Today the Vitamin Angels staff got the privilege of meeting Denny and Paula Lofstrom, two of three founders of International Health Partners, one of our grantees of our Thrive to Five program in Tanzania. Paula and Denny have a clear passion for the people of Tanzania. Paula is a born storyteller with a sense of humor and natural aptitude for marketing. Denny is an MD with a masters in tropical medicine.
They presented Vitamin Angels with a beautiful elephant grass basket, a gift from an expert Tanzanian basket maker, Kezia, who learned to make the baskets using her grandmother's technique. Kezia had lost her husband when he died suddenly, and without warning, from an ulcer, leaving her with four children, the youngest only 18 months old. Kezia's sister Nuru is also a single mother; her husband had left her to take care of their three children.

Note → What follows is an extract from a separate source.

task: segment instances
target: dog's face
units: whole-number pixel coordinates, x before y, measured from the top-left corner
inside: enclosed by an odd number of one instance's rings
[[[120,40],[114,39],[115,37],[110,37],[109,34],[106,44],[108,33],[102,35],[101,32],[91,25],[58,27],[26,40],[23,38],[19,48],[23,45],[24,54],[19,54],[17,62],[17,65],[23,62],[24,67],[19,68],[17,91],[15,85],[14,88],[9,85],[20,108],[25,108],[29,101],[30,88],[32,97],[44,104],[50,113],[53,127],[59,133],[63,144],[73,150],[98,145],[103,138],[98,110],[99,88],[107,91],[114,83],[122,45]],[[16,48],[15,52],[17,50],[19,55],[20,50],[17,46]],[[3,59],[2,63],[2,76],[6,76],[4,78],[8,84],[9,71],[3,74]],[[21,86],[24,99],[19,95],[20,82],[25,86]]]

The women's seven children were thin and starving.
Kezia and Nuru's children have all benefited from the vitamins provided by Vitamin Angels. Kezia and her sister went on to start a school, and they now have ten pupils. Paula says, of the school, "You see how the work spreads out. It's not just a pill in someone's. Her point is that when children get the nutrients they need, not only do they become healthier, but families can start to break out of the cycle of poverty.
International Health Partners began distributing Vitamin Angels's prenatal vitamins in 2009. Paula explained the two fold effect of the distribution. One effect is that when women are given prenatal vitamins, they help them build and maintain strong health during their pregnancy. The second is that women are more apt to come in for regular prenatal care when they are given a tangible take-away from a visit. When women return to receive prenatal vitamins, irregularities or declines in patient health are much more likely to be noticed. Prenatal vitamins provide an enticement needed to monitor the women during their pregnancy.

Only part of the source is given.